The future of farm safety will also be represented by award-winning innovators Alexander Brady and Jack Brady, from Colaiste Chraobh Abhann in Co. Wicklow, who won the ABP Farm Safety Award at the 2018 BT Young Scientist and Technology Exhibition.

These students will be joined by Jack Nagle, from Killorglin Community College in Co. Kerry, who won the Enterprise Ireland Innovation Arena People’s Choice Awards at the 2017 National Ploughing Championships.

‘Something must be done’

At the launch of the conference, the chairman of FBD Insurance Liam Herlihy said that the number of accidents, injuries and fatalities happening on Irish farms every year cannot go on.

He explained that FBD Insurance – through its Farm Protect programme – is working hard to reduce accidents on farms every day.

We strongly encourage farmers to adopt best practice today and to set a good example for the next generation of Irish farmers.

“Currently, there are more than 2.6 million drivers on Irish roads, and 158 people lost their lives in 2017.

“When you take into consideration that there are fewer than 140,000 active farmers in Ireland today and that we lost 24 people in farm-related accidents in 2017, it should be clear to us all that something must be done.

“FBD Insurance is delighted to support this conference and we hope that it will be an important moment for farm safety in the future,” he said.

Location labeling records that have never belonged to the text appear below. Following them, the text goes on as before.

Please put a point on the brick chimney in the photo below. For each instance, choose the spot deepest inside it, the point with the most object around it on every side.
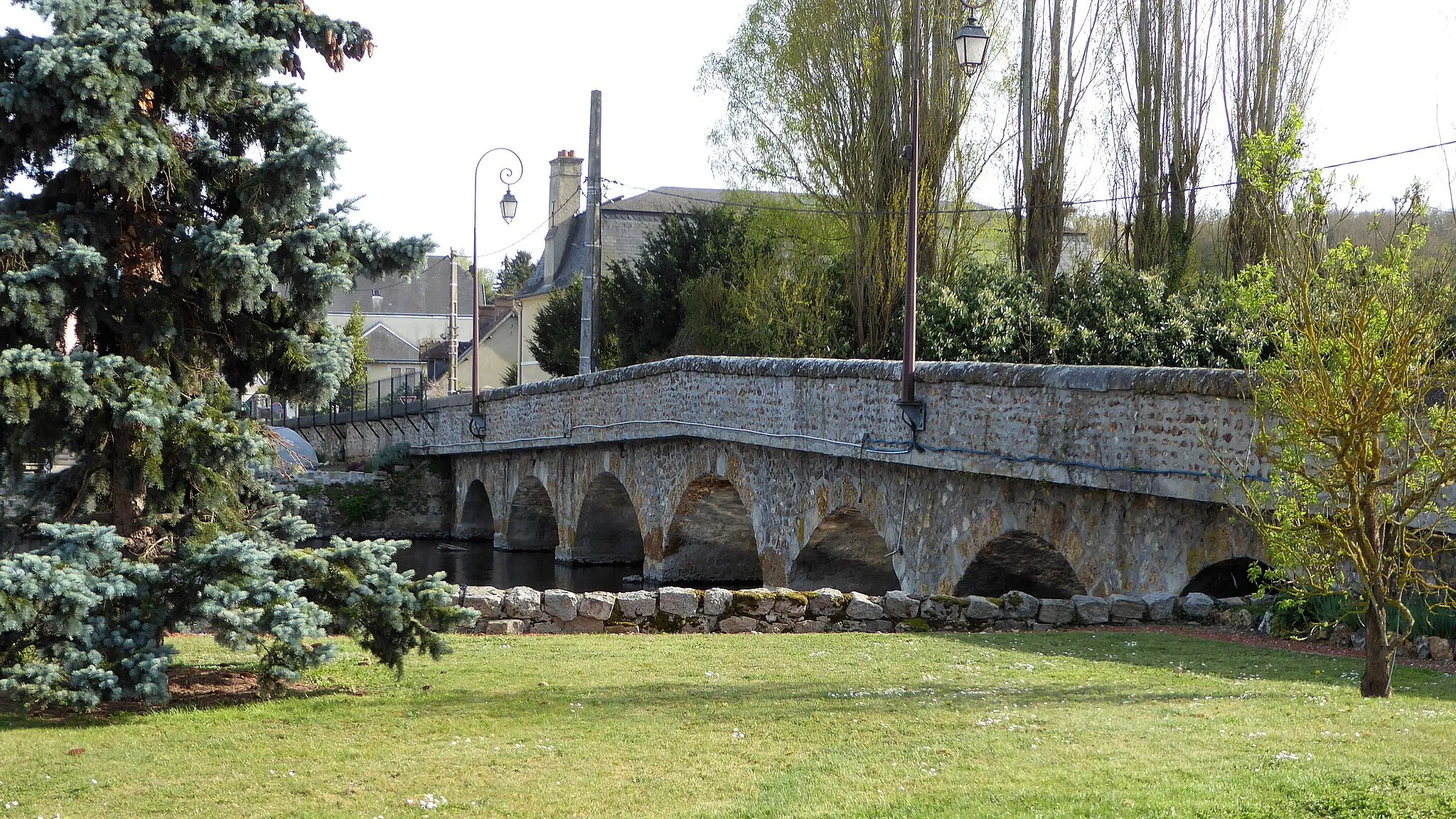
(564, 201)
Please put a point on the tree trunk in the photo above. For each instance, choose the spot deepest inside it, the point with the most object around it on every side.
(129, 487)
(1379, 653)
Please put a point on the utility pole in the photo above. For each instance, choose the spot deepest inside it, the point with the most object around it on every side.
(592, 280)
(455, 326)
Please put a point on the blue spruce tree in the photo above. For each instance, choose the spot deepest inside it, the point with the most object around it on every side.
(165, 200)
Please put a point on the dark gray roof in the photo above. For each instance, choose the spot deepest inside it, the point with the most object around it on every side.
(386, 347)
(625, 226)
(426, 294)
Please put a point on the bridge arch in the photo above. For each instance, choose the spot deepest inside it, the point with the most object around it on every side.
(1225, 579)
(845, 552)
(476, 516)
(711, 537)
(1019, 562)
(532, 522)
(608, 528)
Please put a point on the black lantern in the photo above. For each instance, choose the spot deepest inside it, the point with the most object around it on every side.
(508, 206)
(970, 46)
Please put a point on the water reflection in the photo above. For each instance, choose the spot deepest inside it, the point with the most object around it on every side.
(478, 564)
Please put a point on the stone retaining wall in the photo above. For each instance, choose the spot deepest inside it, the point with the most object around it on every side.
(523, 609)
(775, 611)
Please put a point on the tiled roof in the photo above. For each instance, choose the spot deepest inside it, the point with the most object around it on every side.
(426, 294)
(386, 347)
(625, 228)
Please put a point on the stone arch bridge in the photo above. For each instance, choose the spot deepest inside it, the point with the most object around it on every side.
(1053, 480)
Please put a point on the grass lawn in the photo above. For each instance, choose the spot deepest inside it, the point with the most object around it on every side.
(1074, 723)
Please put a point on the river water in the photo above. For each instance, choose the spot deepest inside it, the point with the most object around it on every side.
(479, 564)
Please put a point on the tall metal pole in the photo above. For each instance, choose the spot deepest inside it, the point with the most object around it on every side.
(475, 290)
(507, 178)
(592, 280)
(455, 324)
(914, 250)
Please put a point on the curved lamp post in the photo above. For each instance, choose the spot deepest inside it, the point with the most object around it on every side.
(508, 206)
(972, 43)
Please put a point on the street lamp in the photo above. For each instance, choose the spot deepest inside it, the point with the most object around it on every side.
(508, 205)
(970, 44)
(970, 51)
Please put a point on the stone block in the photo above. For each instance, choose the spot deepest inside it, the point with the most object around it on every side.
(900, 605)
(597, 605)
(864, 606)
(1019, 605)
(941, 609)
(791, 604)
(1196, 606)
(1126, 606)
(753, 602)
(826, 602)
(523, 602)
(978, 608)
(739, 624)
(717, 602)
(682, 602)
(637, 604)
(583, 626)
(1161, 606)
(486, 599)
(505, 627)
(1091, 611)
(560, 604)
(1056, 612)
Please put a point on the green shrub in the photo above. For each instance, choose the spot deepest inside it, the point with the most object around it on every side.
(392, 455)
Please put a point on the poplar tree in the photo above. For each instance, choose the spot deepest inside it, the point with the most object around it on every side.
(165, 198)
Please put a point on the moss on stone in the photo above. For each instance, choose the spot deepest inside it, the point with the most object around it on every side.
(665, 623)
(746, 602)
(916, 624)
(951, 599)
(797, 596)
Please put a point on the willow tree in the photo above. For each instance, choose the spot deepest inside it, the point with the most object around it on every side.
(819, 102)
(166, 203)
(1270, 53)
(1165, 88)
(1059, 40)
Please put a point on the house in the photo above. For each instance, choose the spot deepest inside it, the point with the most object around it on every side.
(408, 326)
(567, 255)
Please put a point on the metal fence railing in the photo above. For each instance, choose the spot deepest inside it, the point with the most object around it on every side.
(389, 398)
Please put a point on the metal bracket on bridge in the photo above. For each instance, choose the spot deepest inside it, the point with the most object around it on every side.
(478, 427)
(914, 414)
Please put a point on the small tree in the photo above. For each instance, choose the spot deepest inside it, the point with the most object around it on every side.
(353, 387)
(1357, 414)
(557, 336)
(514, 272)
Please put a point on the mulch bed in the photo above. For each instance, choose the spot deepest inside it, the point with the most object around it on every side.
(1248, 637)
(191, 688)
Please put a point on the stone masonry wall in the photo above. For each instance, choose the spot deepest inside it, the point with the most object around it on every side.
(776, 611)
(1147, 430)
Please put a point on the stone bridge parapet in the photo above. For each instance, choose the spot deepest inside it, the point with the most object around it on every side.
(798, 471)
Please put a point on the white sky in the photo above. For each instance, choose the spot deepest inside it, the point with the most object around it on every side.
(453, 77)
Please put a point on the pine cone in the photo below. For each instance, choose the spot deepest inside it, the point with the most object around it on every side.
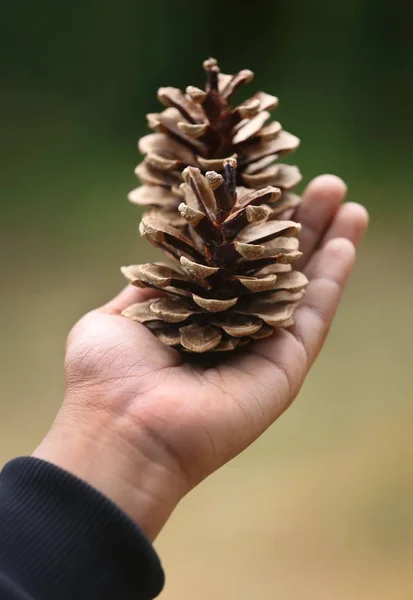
(200, 129)
(231, 279)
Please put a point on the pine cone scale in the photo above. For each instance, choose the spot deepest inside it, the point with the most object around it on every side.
(219, 207)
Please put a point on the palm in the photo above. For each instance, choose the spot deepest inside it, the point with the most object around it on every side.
(204, 414)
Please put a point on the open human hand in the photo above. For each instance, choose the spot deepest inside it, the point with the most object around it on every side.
(144, 426)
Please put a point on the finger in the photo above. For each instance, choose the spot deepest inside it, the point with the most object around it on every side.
(320, 203)
(330, 271)
(129, 295)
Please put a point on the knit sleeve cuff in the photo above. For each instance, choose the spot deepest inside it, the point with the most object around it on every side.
(61, 538)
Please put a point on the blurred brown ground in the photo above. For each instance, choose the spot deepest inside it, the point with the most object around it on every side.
(321, 506)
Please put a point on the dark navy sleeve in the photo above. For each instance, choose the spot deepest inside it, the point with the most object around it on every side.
(61, 539)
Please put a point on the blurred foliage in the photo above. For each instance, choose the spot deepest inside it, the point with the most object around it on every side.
(320, 507)
(78, 78)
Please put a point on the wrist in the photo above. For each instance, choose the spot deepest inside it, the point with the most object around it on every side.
(121, 461)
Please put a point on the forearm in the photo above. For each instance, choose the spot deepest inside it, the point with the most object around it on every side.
(132, 470)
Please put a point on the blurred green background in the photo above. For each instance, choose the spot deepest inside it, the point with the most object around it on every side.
(322, 506)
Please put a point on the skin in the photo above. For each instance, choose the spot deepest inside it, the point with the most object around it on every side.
(144, 428)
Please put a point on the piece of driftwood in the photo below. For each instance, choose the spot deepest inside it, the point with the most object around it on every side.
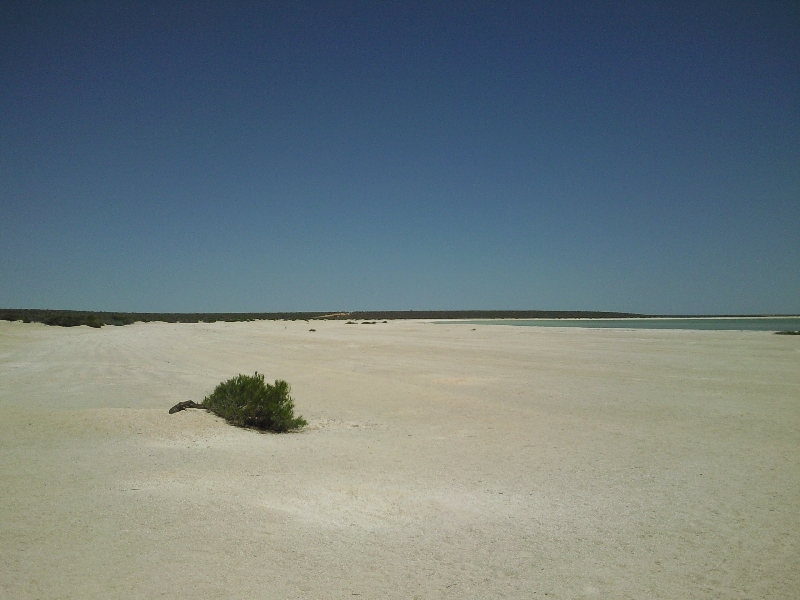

Minister of State at the Department of Agriculture, Food and the Marine, Andrew Doyle (centre), will officially open the conference

Meanwhile, senior inspector the HSA Pat Griffin outlined that the way to safeguard the future of farming is to make Irish farms the safest in Europe.

We are already European leaders when it comes to producing quality food, now is the time for us to lead in relation to safety.

“There are some fantastic innovators partaking in the conference, so the knowledge and ability is there; we must bring that willingness to farm safely to every farmyard in the country,” he concluded.